In Japan Dylan was applauded for his selection and arrangement of the songs in his current set list, with one reviewer for the Japan Times in Tokyo "This [Dylan] is an artist still forever pushing the envelope, with one rendition of a song only rarely the same as any other". In Osaka Dylan's vocal approach and quality were praised and a review called his vocal ability "solid".

When Dylan visited the island of Hawaii straight after a run of concerts in Japan he was praised for "honey coated" vocals and the ability of his backing band. It was also noted how Dylan can make a concert feel "essential" for a fan whilst not particularly engaging with the audience.

Dylan's return to Europe started with two shows in Ireland. At his Dublin concert it was noticed that Dylan still has the ability to attract a crowd of all ages. One reviewer, Aine Byrne, was slightly taken aback by some "unrecognisable" arrangements, the poor sound at the venue and the lack of interaction between Dylan and his audience. However, she stated "[Dylan] may be old and beat up, but the man has some punch in him yet". She also noted that the venue was full and praised the quality of the backing band. "A good concert, not the best, but to see and hear a living legend playing on form was a very pleasant experience indeed". The Irish Mirror also called the concert a "rich theatrical experience". In Bucharest the choice of instruments that the band chose to use to back Dylan were applauded. The show was called "Sometimes tender, sometimes playful and sometimes formidable – but always with venerable composure and poetic dignity". In Vienna it was noted that Dylan is obviously comfortable with the material he is now playing and the order in which songs played was helped the sound and of the concert to create an "authentic theatre experience". In Poland it was noted that Dylan's secondary 'festival' set list featured minimal materiel from the last few albums, the inclusion of a large amount of recent material became standard feature in set lists of recent years. In Kristiansand, the inclusion of "Girl from the North Country" was met with a highly positive response, while the concert itself was deemed average, with on-and-off vocal performances. This kind of report on his vocals lacking the smoothness of earlier in the year continued to the end of the tour.

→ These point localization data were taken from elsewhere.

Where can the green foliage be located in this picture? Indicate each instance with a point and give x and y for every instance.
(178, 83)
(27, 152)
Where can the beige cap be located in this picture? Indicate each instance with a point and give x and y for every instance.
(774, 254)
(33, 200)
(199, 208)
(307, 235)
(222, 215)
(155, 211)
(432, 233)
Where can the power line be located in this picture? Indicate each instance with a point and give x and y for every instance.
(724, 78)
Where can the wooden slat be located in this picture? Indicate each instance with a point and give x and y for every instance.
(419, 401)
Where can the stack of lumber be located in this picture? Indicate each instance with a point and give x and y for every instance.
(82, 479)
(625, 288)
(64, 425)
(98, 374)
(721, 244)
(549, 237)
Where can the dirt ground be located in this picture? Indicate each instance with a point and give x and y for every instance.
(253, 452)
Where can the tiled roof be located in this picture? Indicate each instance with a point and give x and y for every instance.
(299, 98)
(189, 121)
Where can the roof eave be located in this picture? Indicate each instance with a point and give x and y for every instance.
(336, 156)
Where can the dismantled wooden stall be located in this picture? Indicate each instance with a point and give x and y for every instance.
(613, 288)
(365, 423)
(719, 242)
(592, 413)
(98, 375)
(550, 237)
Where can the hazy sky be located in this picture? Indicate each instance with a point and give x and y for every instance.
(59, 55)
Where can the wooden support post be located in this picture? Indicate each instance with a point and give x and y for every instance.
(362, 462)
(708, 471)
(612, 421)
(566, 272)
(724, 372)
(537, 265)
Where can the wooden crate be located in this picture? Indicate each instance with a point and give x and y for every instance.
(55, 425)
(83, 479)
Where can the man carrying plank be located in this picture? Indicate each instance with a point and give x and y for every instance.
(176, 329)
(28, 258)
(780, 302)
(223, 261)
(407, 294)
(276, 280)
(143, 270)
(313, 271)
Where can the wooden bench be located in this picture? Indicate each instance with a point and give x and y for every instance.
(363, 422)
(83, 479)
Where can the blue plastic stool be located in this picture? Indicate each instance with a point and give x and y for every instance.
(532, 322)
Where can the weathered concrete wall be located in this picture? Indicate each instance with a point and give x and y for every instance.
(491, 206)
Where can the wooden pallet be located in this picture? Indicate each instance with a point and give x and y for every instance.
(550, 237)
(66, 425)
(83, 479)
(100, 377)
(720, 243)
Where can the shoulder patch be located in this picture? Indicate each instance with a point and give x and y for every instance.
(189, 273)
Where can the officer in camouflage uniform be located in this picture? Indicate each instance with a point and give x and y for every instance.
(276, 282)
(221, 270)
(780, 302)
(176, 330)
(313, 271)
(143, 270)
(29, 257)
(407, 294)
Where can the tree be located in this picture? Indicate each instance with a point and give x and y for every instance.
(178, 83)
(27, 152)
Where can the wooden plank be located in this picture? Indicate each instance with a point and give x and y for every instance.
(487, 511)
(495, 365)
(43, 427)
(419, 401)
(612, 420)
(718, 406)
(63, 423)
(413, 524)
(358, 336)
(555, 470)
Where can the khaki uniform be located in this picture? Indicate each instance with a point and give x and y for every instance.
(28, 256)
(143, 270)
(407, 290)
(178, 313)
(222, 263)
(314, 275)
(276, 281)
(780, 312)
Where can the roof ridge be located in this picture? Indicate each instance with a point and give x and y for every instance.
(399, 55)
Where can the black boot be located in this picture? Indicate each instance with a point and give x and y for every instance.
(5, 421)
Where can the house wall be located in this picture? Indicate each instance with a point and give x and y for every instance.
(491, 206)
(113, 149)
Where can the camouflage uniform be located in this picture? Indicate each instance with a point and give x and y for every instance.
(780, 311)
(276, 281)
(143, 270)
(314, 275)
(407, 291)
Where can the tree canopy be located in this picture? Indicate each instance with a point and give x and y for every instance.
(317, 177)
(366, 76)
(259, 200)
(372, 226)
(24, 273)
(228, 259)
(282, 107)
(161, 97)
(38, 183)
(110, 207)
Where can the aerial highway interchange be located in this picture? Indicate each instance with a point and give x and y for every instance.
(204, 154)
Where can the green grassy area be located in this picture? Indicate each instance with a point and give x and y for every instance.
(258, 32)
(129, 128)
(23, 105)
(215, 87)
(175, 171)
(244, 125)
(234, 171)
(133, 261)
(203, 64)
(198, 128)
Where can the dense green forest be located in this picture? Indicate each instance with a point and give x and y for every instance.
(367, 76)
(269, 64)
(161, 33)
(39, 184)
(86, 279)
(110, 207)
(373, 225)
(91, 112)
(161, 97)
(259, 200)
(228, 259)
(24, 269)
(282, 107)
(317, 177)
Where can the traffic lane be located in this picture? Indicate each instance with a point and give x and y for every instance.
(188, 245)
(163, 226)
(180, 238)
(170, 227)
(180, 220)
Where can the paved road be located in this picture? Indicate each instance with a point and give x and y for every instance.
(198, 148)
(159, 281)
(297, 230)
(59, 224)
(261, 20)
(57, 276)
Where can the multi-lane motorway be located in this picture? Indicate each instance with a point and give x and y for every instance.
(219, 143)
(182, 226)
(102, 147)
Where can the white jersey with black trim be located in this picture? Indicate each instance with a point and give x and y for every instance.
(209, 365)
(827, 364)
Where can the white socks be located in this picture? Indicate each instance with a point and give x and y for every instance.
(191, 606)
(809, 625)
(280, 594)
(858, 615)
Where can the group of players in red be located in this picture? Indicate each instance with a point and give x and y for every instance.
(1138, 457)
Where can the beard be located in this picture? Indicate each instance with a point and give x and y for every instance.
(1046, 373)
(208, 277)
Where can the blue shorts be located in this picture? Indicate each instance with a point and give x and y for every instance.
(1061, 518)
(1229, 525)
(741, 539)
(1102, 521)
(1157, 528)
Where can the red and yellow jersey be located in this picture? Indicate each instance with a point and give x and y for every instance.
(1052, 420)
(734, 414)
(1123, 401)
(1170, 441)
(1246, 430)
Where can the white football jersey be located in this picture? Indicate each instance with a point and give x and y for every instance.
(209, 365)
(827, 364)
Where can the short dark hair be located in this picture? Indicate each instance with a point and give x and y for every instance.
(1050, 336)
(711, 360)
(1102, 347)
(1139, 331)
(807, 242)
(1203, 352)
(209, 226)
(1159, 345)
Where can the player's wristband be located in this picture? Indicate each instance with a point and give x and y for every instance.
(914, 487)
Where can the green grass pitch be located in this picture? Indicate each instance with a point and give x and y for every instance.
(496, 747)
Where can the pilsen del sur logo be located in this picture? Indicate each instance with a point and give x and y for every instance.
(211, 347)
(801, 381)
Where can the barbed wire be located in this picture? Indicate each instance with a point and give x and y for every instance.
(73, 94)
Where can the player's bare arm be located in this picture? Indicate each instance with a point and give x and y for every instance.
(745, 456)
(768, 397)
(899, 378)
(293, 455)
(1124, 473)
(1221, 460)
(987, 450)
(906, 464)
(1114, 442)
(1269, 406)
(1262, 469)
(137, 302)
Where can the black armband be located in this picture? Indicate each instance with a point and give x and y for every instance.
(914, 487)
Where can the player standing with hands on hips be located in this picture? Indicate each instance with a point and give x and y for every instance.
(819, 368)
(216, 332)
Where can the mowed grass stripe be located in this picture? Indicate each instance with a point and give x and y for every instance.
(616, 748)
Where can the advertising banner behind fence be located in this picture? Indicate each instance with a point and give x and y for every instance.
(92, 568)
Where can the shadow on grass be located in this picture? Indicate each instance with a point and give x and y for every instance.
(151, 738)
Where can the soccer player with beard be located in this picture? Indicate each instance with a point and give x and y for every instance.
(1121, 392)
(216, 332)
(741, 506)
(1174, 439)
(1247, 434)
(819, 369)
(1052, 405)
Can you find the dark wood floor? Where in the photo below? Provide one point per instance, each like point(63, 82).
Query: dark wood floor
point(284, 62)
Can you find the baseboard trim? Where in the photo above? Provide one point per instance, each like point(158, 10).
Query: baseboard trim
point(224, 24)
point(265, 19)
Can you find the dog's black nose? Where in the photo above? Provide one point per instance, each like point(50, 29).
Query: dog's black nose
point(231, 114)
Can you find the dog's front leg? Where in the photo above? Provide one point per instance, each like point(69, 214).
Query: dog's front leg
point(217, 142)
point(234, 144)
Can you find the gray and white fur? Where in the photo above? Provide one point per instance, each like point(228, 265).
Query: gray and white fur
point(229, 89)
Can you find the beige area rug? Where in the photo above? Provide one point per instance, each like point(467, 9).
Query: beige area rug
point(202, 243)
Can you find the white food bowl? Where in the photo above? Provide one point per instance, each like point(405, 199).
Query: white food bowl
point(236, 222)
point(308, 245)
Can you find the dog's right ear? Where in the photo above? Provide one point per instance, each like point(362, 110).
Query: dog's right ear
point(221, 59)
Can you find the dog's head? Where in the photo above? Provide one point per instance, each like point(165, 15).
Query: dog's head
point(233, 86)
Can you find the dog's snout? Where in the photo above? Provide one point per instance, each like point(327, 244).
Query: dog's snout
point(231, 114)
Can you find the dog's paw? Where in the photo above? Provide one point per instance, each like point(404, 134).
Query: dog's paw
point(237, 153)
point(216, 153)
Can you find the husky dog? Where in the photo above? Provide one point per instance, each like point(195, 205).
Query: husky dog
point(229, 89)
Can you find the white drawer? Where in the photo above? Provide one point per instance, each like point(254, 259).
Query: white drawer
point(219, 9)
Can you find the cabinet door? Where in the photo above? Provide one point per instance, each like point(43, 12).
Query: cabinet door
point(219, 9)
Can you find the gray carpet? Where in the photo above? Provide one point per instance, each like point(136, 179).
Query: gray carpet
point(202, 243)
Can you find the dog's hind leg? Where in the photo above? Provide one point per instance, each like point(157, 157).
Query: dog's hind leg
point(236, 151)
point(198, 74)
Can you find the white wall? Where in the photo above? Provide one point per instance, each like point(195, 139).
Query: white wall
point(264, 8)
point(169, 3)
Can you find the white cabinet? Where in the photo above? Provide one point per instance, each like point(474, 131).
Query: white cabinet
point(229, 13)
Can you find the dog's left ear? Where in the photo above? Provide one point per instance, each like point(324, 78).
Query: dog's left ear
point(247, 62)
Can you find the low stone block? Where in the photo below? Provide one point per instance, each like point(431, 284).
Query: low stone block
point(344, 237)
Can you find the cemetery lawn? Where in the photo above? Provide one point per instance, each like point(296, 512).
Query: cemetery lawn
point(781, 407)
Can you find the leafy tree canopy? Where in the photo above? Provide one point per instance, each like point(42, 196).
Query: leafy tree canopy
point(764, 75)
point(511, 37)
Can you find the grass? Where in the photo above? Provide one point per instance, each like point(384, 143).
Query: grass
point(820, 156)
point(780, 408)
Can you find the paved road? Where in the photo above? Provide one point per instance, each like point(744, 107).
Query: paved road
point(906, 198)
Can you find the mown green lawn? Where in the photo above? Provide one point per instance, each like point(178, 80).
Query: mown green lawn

The opening concert of the Oceania tour in New Zealand was met with the same very favourable reaction that met his tour in Japan. A reviewer from the Waikato Times noted the theatrical edge and stated that "Finally, Dylan and the band closed, leaving in their wake an awestruck audience, a standing ovation and the incomparable feeling of having witnessed a musical great – perhaps not in his prime, but by no means past it". The second concert in Hamilton was met with the same kind of response. It was noted that a collection of microphones and dim lighting obscured the view of Dylan. A review of Dylan's first concert in Australia at Perth's Riverside theatre by the Sydney Morning Herald noted that Dylan showed the Perth audience that he is "still on top of his game". The review made light that "He sang truly. This was as good as perfection, and there were diamonds, and little rust". In Melbourne the show was praised for its intimate feel "It was a night to remember, though maybe not for the exact reasons we had expected. Rather, the aim seemed to be keeping everything as cosy as possible, inviting us to have a glimpse at Dylan's out-of-time universe for a couple of hours. Nothing more, and nothing less". Dylan's main Brisbane show was also met with a positive response. The review also noted the dim lighting "He no longer plays guitar but occasionally piano, and under dim lighting – no doubt to discourage fans from sneaking a video souvenir". Dylan performed a second, more intimate show in Brisbane and The Brisbane Times stated "Dylan was magnificent, backed by a band that switched between musical genres with effortless skill". The positive reviews continued for Dylan's for the Canberra concert; "Looking dapper at 73, Dylan did not disappoint". The Reviews of Sydney's series of concerts were also looked upon favourably, with the Brisbane Times stating "From evangelical to dirty roots, the veteran artist is in superb form". The Oceania tour ended with a third concert in New Zealand. It was noted that although the set list of recent songs would disappoint the fans expecting early material however the review was favourable and noted "but we should be pleased that the creative Dylan has made it back to play his 21st show in New Zealand".